The Khiamniungan people, also known as the Khiamniungan Naga, are a Tibeto-Burmese ethnic group, with approximately 35% of the population inhabiting in Noklak District in the Northeast Indian state of Nagaland and the rest in Naga Self Administered Zone and Hkhamti district of Myanmar. They were also called Kalyo-Kengnyu ("slate-house dwellers") during the British Raj.

History 

The origin of the Khiamniungans remains uncertain. There are no written records of their history before the British Raj days. However, the only source of information about their ancestors are oral traditions in the form of folktales and myths.

According to a popular myth, Khiamniungan means "source of great waters" - the place from where the early ancestors of Khiamniungan are said to have originated. This place is identified near Lengnyu-Tsuwao villages, under Pathso Range, over looking from the present day Noklak and Pathso towns.

Today, the Khiamniungans occupy the easternmost part of India and northwestern part of Myanmar. In India, they are mostly found in Noklak district of Nagaland state and the rest in Naga Self Administered Zone and Hkhamti district of Saigaing Division, Myanmar. The mighty Chindwin river flows through the land of Khiamniungans.They are linked linguistically as well as culturally to the Tibeto-Burman.

During the British Raj, the Khiamniungans were referred to as "kalyo Kenyu", particularly in the works of anthropologists such as Christoph von Fürer-Haimendorf. Unlike several other Naga people, the advent of Christianity had little impact on the Khiamniungan for a long time, due to their remote location. The first Khiamniungan to convert to Christianity was Khaming, in 1947. Thereafter, a number of Khiamniungans converted to Christianity. After the coming of the new education system, social system, modernization and Christianity, there have been drastic changes in their social life.
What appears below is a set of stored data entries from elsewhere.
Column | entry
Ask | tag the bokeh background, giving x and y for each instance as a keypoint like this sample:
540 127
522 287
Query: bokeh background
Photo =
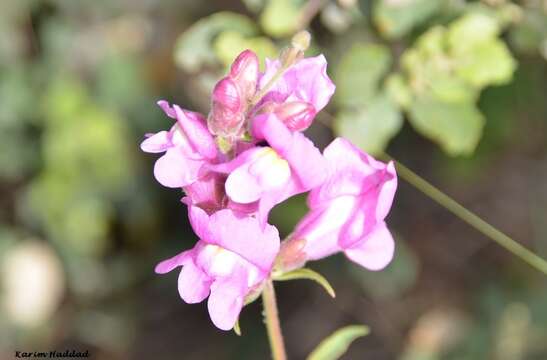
454 89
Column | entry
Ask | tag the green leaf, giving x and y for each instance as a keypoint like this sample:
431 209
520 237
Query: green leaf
372 126
280 17
457 127
336 345
480 58
305 273
395 19
194 49
359 73
488 63
398 90
472 29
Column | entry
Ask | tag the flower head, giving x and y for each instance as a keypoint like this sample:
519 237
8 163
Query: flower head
306 83
268 175
232 95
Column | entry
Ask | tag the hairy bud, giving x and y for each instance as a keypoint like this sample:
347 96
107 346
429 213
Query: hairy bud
244 72
226 115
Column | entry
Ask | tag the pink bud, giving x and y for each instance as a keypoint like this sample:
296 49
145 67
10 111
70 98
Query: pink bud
226 114
296 115
244 72
226 94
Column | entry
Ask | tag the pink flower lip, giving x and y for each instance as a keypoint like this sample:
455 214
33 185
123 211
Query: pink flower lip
232 258
348 210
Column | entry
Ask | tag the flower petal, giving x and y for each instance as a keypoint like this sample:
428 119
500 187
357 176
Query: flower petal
244 236
307 80
196 131
159 142
242 186
375 251
304 158
193 284
178 260
174 169
199 220
321 227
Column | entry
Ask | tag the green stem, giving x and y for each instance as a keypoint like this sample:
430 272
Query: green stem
272 322
259 95
470 218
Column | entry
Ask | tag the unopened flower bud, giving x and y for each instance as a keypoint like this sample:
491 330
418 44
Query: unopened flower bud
226 115
296 115
244 72
301 41
291 255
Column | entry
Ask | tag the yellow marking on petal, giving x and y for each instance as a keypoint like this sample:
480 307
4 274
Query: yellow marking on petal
271 169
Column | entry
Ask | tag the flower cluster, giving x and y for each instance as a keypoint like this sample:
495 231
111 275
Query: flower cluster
249 155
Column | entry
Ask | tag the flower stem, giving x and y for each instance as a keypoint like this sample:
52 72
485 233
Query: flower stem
272 322
469 217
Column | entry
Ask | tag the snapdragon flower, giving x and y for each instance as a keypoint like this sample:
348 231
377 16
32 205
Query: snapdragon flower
248 155
232 258
348 210
188 145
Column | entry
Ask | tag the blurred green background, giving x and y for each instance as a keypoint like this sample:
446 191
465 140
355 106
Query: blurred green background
455 88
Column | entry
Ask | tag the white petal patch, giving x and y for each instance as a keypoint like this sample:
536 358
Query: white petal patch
271 170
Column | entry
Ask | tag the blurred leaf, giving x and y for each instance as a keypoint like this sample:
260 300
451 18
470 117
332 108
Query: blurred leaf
336 345
456 127
305 273
471 29
280 17
194 47
336 18
398 90
372 126
254 5
396 18
531 33
452 89
229 44
489 63
481 59
359 73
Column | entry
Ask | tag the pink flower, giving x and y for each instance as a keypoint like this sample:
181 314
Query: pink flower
305 83
290 165
187 146
230 261
347 211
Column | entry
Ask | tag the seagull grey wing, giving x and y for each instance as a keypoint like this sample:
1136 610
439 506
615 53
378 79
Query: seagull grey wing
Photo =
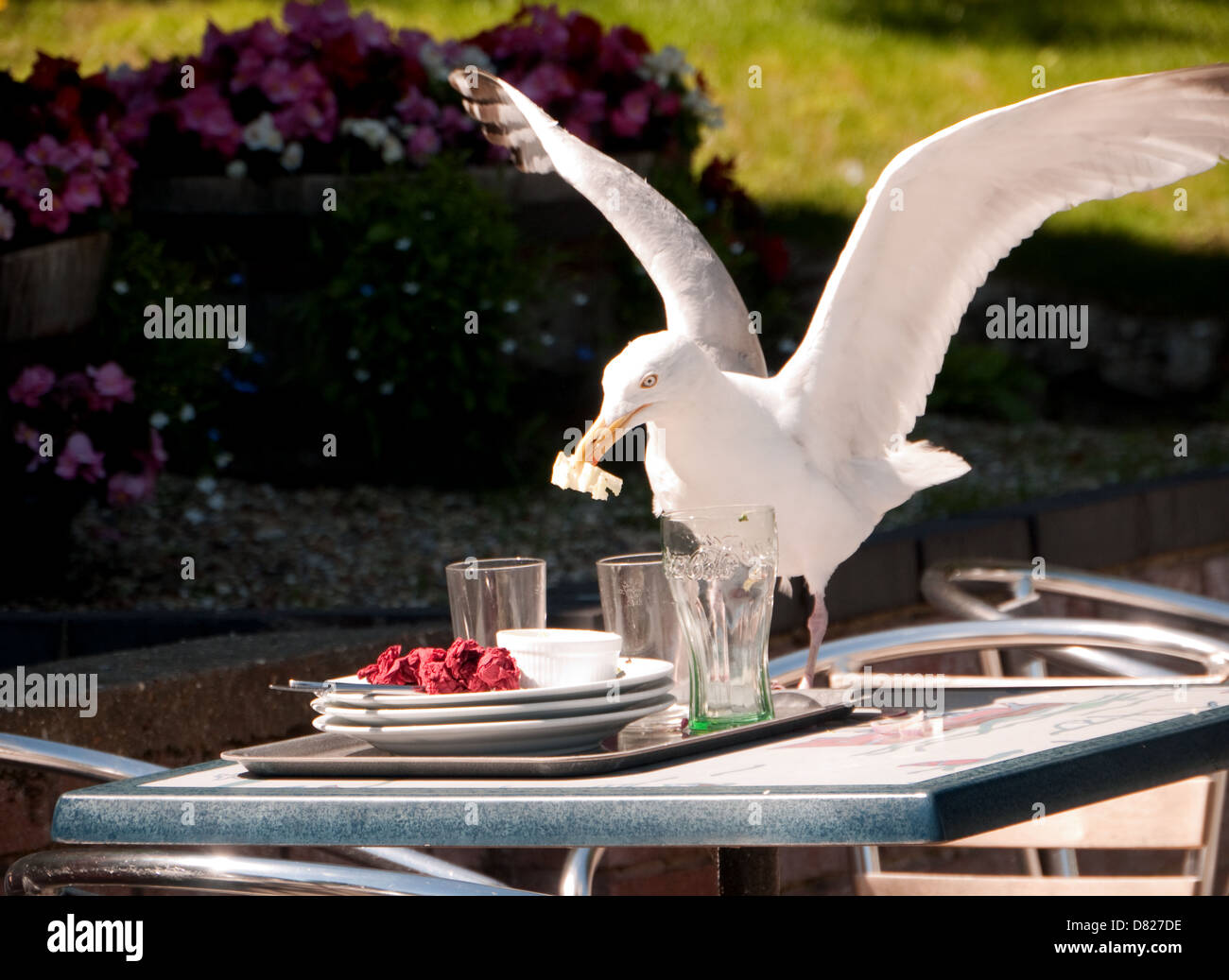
701 300
946 210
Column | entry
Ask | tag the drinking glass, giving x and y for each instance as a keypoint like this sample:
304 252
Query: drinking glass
495 593
637 605
721 568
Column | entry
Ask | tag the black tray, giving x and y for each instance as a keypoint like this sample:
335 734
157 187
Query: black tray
333 755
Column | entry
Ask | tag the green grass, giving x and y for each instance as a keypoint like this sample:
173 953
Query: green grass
846 84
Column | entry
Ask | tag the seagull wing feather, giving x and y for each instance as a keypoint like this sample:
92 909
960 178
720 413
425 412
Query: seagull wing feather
701 300
947 209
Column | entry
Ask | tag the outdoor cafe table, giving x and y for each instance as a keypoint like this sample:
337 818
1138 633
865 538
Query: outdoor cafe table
863 782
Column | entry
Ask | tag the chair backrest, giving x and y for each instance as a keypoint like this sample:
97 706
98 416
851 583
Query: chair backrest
1183 816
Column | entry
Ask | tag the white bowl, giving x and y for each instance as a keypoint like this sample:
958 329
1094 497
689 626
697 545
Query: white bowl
552 657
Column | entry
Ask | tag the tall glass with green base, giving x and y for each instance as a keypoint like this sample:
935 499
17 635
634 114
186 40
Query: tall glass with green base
721 568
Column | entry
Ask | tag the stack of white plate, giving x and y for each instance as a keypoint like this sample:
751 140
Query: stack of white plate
533 721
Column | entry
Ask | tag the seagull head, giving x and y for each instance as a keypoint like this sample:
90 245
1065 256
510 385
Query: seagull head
649 377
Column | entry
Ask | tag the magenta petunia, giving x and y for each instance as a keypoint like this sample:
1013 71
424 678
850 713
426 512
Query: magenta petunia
130 488
110 381
32 384
80 459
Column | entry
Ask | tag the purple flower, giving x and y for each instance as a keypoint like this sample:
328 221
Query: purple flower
32 384
80 459
633 112
547 82
112 384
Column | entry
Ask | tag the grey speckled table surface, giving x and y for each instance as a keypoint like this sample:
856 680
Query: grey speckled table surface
863 782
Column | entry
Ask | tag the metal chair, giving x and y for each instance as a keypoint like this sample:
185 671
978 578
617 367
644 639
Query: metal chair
65 870
391 869
1184 816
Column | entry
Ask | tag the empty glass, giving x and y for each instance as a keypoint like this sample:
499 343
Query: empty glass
721 568
495 593
637 605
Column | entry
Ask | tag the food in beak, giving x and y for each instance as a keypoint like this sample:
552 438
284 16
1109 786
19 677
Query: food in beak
577 473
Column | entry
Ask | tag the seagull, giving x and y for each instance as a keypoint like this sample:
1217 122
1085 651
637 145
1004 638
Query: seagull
823 441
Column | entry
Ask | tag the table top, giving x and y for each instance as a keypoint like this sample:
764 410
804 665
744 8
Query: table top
867 780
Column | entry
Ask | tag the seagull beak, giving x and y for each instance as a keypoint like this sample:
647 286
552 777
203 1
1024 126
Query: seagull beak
597 441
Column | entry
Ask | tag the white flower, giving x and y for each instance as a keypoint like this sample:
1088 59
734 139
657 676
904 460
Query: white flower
391 150
372 131
709 114
293 157
664 65
262 134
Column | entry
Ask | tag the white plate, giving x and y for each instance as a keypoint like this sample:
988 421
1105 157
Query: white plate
529 737
380 717
638 672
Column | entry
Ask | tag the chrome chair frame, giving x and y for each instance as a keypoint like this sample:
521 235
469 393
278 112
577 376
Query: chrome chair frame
1027 582
61 757
61 870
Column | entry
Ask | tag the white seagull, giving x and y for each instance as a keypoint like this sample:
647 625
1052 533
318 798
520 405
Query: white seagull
823 439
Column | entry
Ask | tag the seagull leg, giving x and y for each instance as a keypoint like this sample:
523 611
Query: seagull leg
818 626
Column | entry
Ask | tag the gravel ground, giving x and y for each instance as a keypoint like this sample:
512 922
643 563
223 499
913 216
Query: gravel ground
259 546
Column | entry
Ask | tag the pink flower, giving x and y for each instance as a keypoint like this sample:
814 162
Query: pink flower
622 50
370 33
32 384
47 152
547 82
205 112
111 382
12 167
80 459
26 436
81 193
130 488
633 112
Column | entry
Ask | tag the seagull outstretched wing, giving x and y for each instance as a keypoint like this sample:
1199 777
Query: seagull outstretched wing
701 301
946 210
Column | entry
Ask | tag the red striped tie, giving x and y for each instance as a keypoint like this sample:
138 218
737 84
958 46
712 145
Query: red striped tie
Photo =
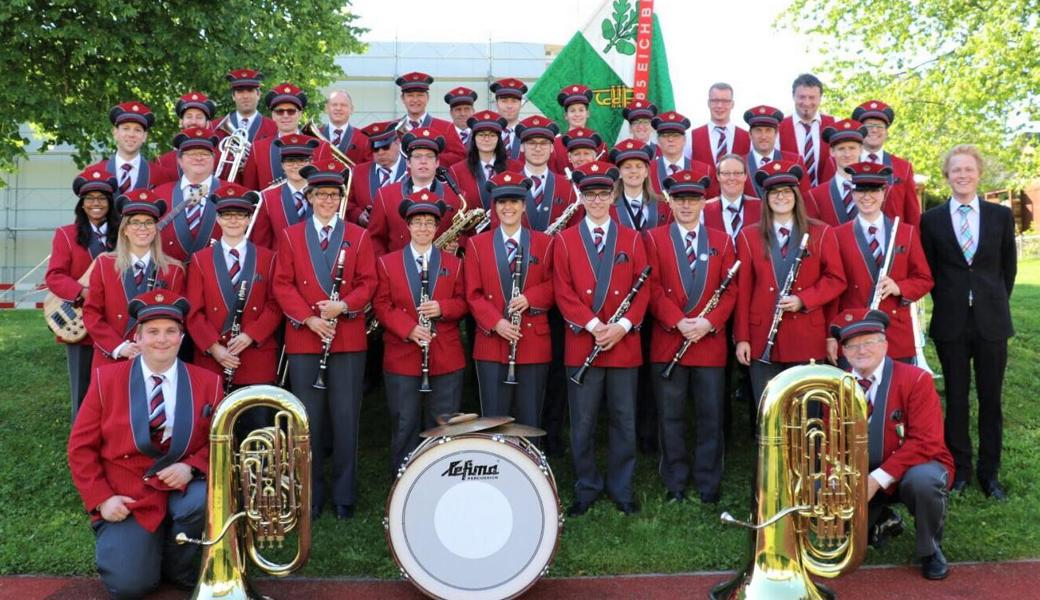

society of the ethnic group

The traditional Khiamniungan village had eight important people:

 Nokpao or Nyokpao (war leader)
 Puthsee or petchi (peace maker, elder)
 Ampao, Meyo, meya (priest)
 Kieo lomei        (doctor)
 Ain               (priestess and oracle)
 Shoalang or sonlan (blacksmith)
 Paothieo or paothai (story teller)
 Ainloom (the keeper of the a supposedly magical stone; the stone is said to warn of any impending disaster such as a fire or a raid, by moving out of its basket or by creating a sound through striking another object)

By the early 1990s, only the Puthsee, the Shoalang and the Ainloom remained relevant, others being remembered mainly as part of books and oral tradition.

Culture 
The traditional Khiamniungan attires consist of bright red and bright deep blue colored dresses. The ornaments are made of cowries and conch shells.

The ethnic musical instruments include drums made of gourds and bamboo flutes.

Festivals

Miu 
The Khiamniungan people, who traditionally practised jhum cultivation (slash and burn agriculture), celebrate the Miu festival at the time of sowing. They offer prayers for a good harvest.

Tsoküm 
Tsoküm is the week-long harvest festival of the ethnic group, celebrated in October. The festival includes dancing, singing, cleaning, repair of the roads, and outdoor cooking and eating. In this festival the people invoke god's blessing for a bountiful harvest.